Quest’anno, con la pandemia da Covid e la variante Omicron altamente contagiosa, offriamo al virus un facile bersaglio. La riapertura delle scuole è pertanto è un 'regalo al Coronavirus" prosegue ancora Farnetani.

Sempre secondo il pediatra e docente "i motivi della bomba epidemica all’orizzonte sono costituiti principalmente da tre elementi.
Il primo: all’ingresso e alla chiusura delle scuole si muovono, fra alunni, docenti, personale Ata, adulti che accudiscono e accompagnano gli alunni, personale coinvolto nei trasporti e nella sorveglianza, più di 20 milioni di persone, cioè un terzo della popolazione totale. Questo è il più grande assembramento che si realizza nel nostro Paese, superiore a quello per lo shopping natalizio, per gli eventi sportivi e musicali, addirittura per le vacanze ad agosto. Immaginiamoci con l’incremento esponenziale dei contagi cosa avverrebbe in questo caso.

La chiusura prolungata delle scuole aiuta in modo indiretto l’intera società, perché riducendo il numero dei contagi si ha un minor numero di soggetti malati e meno pressione sugli ospedali. Ma innanzitutto è indispensabile per proteggere gli alunni che sono la fascia di popolazione più vulnerabile, perché meno vaccinata.

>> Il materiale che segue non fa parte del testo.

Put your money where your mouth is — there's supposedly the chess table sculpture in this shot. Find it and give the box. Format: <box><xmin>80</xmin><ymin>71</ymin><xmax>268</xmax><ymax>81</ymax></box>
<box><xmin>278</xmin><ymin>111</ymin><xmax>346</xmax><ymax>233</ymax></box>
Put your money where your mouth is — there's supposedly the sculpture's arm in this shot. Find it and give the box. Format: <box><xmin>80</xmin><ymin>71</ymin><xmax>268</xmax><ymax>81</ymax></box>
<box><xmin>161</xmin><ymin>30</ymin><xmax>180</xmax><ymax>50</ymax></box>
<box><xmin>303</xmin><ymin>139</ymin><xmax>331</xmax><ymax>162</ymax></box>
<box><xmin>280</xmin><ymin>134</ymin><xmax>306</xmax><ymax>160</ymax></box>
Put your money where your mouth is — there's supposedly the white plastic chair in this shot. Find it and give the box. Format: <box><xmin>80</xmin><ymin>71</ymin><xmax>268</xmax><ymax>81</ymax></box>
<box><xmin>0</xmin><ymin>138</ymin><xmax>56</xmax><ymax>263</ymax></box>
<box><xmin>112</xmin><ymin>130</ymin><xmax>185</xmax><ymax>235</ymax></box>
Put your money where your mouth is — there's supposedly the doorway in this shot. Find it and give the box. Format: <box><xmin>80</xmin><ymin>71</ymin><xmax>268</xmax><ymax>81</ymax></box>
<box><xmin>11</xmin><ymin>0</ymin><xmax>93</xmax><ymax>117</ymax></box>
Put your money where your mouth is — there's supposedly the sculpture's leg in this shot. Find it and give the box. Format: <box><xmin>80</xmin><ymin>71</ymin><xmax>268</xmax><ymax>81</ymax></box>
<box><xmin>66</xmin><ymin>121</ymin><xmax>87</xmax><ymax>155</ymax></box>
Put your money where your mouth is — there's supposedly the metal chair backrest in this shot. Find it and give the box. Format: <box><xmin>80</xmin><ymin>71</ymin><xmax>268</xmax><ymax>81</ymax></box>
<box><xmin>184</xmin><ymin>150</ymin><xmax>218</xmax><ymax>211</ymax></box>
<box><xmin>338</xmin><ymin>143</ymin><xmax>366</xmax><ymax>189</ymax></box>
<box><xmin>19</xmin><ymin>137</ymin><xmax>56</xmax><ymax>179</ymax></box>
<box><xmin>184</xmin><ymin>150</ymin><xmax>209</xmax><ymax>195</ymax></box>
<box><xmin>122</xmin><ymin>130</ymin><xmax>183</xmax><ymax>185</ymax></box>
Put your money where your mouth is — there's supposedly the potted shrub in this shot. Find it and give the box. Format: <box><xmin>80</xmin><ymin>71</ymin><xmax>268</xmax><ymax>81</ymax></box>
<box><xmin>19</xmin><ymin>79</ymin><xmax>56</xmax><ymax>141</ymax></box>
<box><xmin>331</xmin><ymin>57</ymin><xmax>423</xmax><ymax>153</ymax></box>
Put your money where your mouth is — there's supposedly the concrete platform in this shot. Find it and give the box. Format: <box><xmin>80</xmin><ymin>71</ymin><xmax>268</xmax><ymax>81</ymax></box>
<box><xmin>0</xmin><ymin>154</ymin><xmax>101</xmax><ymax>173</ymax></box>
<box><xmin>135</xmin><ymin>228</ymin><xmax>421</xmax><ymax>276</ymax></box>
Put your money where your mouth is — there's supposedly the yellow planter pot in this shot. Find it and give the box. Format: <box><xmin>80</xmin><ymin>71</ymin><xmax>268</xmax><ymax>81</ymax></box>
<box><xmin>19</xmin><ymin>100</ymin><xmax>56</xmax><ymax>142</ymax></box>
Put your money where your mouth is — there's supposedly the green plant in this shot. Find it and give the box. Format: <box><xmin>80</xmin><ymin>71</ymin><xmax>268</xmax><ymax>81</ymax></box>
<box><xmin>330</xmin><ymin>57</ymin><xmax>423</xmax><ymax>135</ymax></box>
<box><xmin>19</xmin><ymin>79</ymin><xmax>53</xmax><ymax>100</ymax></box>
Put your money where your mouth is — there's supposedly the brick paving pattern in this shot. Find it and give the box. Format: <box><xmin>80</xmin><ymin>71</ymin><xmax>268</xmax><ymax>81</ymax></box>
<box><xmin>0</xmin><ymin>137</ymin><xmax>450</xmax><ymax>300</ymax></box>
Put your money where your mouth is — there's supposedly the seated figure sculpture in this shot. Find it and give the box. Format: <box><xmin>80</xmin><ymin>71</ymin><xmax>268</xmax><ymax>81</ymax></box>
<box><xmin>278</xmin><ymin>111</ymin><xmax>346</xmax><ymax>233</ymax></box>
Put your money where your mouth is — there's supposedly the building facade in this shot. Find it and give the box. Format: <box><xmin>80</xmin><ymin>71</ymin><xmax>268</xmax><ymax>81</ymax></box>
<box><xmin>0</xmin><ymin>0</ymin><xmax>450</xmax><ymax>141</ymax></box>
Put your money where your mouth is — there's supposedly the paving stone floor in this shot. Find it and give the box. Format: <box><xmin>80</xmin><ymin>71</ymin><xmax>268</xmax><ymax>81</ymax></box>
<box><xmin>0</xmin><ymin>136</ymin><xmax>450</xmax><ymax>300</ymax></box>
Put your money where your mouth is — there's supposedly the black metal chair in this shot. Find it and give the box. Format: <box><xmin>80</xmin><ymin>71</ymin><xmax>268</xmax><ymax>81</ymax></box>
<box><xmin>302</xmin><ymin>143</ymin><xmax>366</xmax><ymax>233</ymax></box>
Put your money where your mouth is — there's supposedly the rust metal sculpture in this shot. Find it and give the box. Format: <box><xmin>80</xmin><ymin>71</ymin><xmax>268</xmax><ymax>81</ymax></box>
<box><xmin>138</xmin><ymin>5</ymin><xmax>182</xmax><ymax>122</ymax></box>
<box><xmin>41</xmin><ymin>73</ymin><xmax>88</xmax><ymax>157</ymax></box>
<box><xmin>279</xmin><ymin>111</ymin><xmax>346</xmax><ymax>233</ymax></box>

La riapertura della scuola determina inoltre ogni anno un incremento di casi di infezioni respiratorie dovute ai virus tipici della stagione invernale. Innanzitutto a metà gennaio abbiamo la prima grande epidemia di raffreddore dell’anno, determinata proprio dal ritorno a scuola".

Quindi, Farnetani termina "inoltre sono già in circolazione i virus respiratori sinciziali, gli adenovirus, i rinovirus che fanno ammalare ogni settimana un milione di under 19, con sintomi che fanno pensare anche a Covid, tanto da richiedere in molti casi la necessità di eseguire tamponi e altri accertamenti. Insomma, se le scuole resteranno aperte il picco di casi Covid si raggiungerà già a metà gennaio. Per evitare tutti questi rischi le scuole vanno chiuse almeno per tre settimane e bisogna attivare la Dad".